A First Look at the ‘Beta’ ESP32-S2 Development Kits

Alasdair Allan
3 min readSep 22, 2019

Announced back in May by Espressif, engineering samples of the new ESP32-S2 silicon started shipping to community members in July. Since then both modules and beta developer kits have been making their way out into the community, and I recently managed to get my hands on one, an ESP32-S2 Beta-DevKitC V1.1.

Time for some quick first impressions?

ESP32-S2 Beta-DevKitC V1.1 on my desk. (📷: Alasdair Allan)

The new ESP32-S2 sits between the ESP8266 and the current ESP32 in the Espressif product line. Although far more powerful than the ESP8266, the new ESP32-S2 has only a single core to the original ESP32's two.

Whereas the ESP32 has a dual core Xtensa LX6 processor running at 240 MHz, the single core of the ESP32-S2 is a newer Tensilica Xtensa LX7. While it also runs at 240MHz the newer processors should be capable of more floating point operations per cycle, which may go some way to help to make up some of that difference. But for most people, the biggest change is the addition of USB support, with the ESP32-S2 offering support for full-speed USB OTG.

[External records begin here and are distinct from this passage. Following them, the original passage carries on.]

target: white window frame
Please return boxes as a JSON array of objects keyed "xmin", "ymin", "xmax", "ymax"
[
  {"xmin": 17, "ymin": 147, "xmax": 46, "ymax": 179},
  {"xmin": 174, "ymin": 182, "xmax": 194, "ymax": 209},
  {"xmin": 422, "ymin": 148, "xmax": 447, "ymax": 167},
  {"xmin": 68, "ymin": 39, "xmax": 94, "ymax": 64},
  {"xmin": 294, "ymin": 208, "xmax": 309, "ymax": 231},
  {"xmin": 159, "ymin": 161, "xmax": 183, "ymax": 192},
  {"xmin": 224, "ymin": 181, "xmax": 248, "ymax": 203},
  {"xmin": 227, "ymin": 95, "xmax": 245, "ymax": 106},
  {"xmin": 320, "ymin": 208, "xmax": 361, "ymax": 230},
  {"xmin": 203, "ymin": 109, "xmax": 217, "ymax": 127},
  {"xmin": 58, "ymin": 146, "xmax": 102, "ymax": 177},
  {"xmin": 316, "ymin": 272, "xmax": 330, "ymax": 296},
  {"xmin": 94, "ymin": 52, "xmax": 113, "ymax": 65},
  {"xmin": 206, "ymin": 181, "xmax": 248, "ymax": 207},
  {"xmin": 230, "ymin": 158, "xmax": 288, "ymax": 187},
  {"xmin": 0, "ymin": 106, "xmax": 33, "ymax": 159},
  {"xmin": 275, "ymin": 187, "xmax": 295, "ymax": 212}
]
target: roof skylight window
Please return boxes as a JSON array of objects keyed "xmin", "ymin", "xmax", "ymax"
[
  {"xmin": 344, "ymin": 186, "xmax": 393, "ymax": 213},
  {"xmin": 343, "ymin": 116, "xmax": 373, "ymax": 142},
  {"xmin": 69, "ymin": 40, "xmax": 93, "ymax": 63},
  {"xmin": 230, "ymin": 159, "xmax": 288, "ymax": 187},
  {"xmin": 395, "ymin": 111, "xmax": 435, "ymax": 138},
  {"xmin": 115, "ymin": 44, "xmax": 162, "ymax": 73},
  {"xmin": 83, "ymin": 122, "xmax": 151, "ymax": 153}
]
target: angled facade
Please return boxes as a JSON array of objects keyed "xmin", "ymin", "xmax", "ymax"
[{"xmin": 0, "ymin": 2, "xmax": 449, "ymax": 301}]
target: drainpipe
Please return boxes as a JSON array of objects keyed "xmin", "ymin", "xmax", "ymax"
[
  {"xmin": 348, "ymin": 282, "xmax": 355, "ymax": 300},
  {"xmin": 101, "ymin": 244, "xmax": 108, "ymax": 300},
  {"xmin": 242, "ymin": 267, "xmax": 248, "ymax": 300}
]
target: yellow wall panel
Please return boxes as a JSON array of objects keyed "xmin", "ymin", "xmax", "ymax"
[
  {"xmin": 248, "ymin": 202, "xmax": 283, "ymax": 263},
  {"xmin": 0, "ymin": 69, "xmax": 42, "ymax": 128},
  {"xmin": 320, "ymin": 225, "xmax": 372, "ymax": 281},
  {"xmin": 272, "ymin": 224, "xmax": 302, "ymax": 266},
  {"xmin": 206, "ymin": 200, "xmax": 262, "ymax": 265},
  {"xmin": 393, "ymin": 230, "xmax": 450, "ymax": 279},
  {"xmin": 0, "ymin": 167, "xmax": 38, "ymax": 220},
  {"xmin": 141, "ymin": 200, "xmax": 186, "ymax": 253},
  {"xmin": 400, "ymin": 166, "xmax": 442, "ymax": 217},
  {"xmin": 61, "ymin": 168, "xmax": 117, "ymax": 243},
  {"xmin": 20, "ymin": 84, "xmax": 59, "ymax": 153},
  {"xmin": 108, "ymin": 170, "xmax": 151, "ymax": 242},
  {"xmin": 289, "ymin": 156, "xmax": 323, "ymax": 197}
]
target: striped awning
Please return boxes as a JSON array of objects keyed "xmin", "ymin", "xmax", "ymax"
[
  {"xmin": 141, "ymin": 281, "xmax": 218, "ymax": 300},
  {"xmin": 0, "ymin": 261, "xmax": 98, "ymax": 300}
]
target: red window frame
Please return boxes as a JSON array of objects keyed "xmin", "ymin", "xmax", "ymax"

However the current engineering samples shipping to the community aren’t quite ready yet, and software support is still being developed ahead of the final ESP32-S2 release later in the year.

While the new ESP-S2 is now supported in a development branch of the ESP-IDF, the official Espressif development framework, there isn’t yet any support either for time-of-flight (ToF) measurements with normal Wi-Fi packets, or for full-speed USB OTG. There also isn’t any support for hardware security features, or the on chip cryptographic accelerator.

“ESP32-S2 has several dedicated hardware security features. Cryptographic accelerators are integrated, thus providing AES, SHA and RSA algorithms. Additional hardware security features are provided by the RNG, HMAC and Digital Signature modules, as well as flash encryption and secure boot signature verification. These characteristics allow the device to meet stringent security requirements.”

The absence of support at this point in the development process for the new hardware security features could be a big deal for anyone wanting to build a prototype around the new chip.

However going ahead and installing the pre-release toolchain on my MacBook I got things up and working fairly quickly, and was able to get some test code working on my development board without too much trouble. But right now the features I think we’re all interested in aren’t quite there yet.

While product makers are going to be looking hard those hardware security features, my own focus is on the ability to make ToF measurements for indoor positioning.

Since the arrival of Bluetooth LE, there have been a bunch of startups making attempts at using that for positioning, none have really been viable as doing accurate indoor positioning with BLE is just beyond what’s possible with the protocol.

Despite the recent arrival of Ultra-wideband (UWB) in the new Apple iPhone 11, like Bluetooth LE before it, it’s going to be quite a while before the ‘new’ standard becomes common enough that we can rely on it for positioning outside of a few magic tricks inside the heavily locked down Apple ecosphere.

Good support for ToF with standard Wi-Fi could be the answer to that problem, at least in the short to medium term, so I’m going to be watching the feature/esp32s2beta branch of the ESP-IDF to see how it gets rolled out.

The new ESP32-S2 looks like a solid addition to the Espressif range, with some interesting features, although firmware support for the most interesting is still in the works. While there isn’t any official news to pass on regarding either pricing, or production time lines, quite yet it looks like we’re getting pretty close. If you’ve been waiting for the ESP32-S2, it’s coming soon.